I use potassium bicarbonate in my planted tank to raise KH specifically to avoid sodium. Looks like its equilibrium pH in solution is 8.2 so I image that'd be just fine for this use - not looking to get to 9.


----------



## Vincenzo (Mar 6, 2014)

Have you experienced an algae problem with using potassium?


----------



## jgilvey (Jun 12, 2008)

I kind of let the tank get away from me over the holidays as it was nuts at work for a few moths, so I did have algae issues. But not that I'd attribute to Potassium. Is that a known trigger?
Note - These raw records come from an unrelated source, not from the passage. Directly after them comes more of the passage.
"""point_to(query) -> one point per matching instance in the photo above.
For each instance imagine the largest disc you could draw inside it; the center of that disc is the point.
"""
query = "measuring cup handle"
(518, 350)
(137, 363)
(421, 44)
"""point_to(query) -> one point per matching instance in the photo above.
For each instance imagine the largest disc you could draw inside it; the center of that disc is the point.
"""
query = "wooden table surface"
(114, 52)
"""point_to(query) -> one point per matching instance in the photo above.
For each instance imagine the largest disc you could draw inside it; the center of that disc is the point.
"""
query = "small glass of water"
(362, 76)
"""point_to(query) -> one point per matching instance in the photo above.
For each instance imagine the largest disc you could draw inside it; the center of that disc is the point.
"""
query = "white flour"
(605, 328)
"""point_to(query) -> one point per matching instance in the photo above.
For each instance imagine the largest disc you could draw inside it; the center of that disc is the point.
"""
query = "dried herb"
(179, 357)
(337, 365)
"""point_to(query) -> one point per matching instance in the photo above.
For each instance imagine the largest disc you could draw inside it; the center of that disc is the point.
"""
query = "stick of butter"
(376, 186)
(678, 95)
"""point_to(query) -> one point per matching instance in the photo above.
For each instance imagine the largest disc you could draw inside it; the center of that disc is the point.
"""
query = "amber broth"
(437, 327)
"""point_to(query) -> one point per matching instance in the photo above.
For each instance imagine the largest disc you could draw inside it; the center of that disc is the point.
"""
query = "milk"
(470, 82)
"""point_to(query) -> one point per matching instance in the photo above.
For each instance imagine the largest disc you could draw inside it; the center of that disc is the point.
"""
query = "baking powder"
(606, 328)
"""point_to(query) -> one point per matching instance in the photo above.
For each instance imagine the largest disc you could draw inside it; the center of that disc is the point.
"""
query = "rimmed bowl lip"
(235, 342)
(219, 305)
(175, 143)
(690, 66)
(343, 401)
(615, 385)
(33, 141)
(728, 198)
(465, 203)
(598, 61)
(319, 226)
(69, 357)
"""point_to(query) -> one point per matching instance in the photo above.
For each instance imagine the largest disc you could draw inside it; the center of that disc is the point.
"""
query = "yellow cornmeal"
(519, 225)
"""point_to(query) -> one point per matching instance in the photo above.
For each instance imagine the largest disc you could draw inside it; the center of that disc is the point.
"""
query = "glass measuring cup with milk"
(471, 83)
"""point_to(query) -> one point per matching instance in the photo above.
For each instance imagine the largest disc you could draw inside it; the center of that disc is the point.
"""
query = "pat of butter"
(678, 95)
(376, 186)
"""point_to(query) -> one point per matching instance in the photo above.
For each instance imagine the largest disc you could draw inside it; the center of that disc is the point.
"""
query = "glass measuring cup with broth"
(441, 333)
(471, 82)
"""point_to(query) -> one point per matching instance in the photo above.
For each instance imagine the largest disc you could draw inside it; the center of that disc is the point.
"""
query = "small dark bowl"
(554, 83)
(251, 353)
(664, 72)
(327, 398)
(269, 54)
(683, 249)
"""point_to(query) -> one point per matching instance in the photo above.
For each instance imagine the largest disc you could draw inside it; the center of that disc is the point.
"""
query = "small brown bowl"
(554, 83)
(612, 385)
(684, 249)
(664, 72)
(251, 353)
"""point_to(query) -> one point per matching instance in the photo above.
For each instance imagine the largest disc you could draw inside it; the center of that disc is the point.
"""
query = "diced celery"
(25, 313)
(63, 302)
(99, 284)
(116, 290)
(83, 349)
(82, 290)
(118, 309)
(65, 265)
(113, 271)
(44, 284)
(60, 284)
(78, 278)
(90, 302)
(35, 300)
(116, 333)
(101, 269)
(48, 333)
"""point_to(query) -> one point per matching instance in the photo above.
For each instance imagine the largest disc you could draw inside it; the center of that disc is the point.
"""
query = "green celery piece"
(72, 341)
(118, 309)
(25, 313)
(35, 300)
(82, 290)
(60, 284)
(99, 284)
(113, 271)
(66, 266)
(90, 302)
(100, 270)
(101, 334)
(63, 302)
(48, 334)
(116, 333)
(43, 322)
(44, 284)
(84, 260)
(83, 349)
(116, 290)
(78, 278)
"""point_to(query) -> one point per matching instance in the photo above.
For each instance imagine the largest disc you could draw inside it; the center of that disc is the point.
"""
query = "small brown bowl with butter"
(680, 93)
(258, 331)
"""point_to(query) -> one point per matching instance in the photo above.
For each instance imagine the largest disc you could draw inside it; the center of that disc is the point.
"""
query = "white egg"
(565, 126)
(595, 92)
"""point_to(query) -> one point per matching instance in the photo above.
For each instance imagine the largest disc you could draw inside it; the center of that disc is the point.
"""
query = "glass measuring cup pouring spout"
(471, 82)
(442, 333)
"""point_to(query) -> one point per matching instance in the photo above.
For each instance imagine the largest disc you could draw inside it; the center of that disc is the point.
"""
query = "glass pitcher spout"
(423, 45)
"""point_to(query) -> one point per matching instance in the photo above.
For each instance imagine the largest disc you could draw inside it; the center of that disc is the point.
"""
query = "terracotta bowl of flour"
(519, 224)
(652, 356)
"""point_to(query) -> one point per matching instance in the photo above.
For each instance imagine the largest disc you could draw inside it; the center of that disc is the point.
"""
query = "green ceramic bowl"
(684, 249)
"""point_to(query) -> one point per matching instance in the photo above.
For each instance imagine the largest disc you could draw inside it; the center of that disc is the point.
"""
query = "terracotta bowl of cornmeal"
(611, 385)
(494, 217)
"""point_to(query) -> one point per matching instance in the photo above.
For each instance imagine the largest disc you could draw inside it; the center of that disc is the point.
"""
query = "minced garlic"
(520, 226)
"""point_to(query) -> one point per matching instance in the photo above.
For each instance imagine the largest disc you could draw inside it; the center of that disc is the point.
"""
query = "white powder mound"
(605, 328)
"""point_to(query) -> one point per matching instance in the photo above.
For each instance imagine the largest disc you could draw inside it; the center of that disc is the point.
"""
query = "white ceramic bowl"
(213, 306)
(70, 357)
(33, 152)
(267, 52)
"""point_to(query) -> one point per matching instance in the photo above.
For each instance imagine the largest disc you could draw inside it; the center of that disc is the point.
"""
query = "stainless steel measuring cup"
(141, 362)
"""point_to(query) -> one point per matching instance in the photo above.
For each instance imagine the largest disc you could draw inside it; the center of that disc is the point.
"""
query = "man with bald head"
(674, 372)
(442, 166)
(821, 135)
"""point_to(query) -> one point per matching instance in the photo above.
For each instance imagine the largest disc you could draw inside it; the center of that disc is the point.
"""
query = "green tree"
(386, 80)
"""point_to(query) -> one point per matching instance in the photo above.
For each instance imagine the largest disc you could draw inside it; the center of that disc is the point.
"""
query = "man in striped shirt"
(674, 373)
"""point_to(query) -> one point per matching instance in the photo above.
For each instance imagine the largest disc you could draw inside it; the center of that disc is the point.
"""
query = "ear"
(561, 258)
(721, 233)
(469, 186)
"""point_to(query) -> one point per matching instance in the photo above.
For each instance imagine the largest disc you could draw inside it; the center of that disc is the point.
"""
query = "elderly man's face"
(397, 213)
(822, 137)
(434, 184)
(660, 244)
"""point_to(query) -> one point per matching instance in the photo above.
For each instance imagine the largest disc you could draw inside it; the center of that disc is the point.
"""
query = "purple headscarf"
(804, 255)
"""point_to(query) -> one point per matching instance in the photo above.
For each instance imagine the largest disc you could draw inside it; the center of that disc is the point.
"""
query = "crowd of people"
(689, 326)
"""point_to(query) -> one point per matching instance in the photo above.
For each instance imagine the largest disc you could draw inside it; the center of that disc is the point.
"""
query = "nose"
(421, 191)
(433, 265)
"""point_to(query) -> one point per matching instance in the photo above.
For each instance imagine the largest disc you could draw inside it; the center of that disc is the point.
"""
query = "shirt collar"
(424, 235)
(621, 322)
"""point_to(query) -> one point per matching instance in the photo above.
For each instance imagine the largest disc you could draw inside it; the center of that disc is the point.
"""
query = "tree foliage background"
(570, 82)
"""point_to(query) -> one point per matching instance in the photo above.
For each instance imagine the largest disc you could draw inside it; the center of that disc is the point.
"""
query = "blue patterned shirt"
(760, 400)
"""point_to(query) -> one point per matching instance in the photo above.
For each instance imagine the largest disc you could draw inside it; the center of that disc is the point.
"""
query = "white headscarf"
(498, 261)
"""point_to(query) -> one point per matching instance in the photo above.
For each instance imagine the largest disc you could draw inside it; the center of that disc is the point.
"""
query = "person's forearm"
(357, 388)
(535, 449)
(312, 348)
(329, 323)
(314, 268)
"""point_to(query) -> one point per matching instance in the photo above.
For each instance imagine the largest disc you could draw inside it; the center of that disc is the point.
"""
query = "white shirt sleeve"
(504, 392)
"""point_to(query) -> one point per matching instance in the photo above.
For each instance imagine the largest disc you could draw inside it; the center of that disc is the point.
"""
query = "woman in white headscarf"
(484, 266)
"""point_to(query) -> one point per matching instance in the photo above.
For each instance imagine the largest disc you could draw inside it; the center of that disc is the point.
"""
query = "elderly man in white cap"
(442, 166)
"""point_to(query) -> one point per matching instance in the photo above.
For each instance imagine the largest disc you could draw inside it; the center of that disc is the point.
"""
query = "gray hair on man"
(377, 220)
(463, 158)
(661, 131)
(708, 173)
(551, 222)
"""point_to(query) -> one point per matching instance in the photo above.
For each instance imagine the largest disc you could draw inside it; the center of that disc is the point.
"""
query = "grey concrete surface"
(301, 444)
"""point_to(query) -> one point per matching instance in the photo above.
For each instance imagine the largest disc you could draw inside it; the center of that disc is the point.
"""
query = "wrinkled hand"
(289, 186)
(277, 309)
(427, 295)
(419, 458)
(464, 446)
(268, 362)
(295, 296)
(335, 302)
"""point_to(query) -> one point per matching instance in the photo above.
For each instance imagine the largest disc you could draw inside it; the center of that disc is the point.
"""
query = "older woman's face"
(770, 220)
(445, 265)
Typical E.I dosing will add lots of K as well from Potassium Nitrate/Mono Potassium Phosphate/Potassium Sulfate, but I've not heard it's an issue.


----------



## Vincenzo (Mar 6, 2014)

I don't know. Curious. I'll search and see if I come up with something. I use sodium bicarbonate and epsom salt along with cichlid salts and trace. The substrate is crushed shells. My pH is in the 8 range, can't tell exactly with colorimetric method. But typically sodium bicarbonate in solution has a pH of 8.3 so I'll go with that. The GH is around 24 and the alkalinity is off the scale. You said your pH with the potassium bicarbonate is 8.2. Is that checked with a meter?

I would rather not use sodium. Where do you get the potassium bicarbonate?

You add nitrate and phosphate. You are able to keep nitrates down with just water changes? The phosphates will add add to algae growth.


----------



## jgilvey (Jun 12, 2008)

Here's a good write-up on EI dosing and nutrients.

http://www.ukaps.org/index.php?page=dos ... -dry-salts

In short, it's been found that it's not nutrients per se that cause algae blooms. Lots of folks add lots of them with no issues.

I ordered it here. Looks like it's out of stock, but there are other suppliers. Seems to be a popular brewing additive.

http://www.amazon.com/gp/product/B0064G ... UTF8&psc=1


----------



## jgilvey (Jun 12, 2008)

> "Vincenzo" You said your pH with the potassium bicarbonate is 8.2. Is that checked with a meter?


 That # was just the equilibrium # I found on the web, not my tank.


----------



## Vincenzo (Mar 6, 2014)

Same here. The colorimetric method confirms we are in the proper range.


----------



## jgilvey (Jun 12, 2008)

Cool.


----------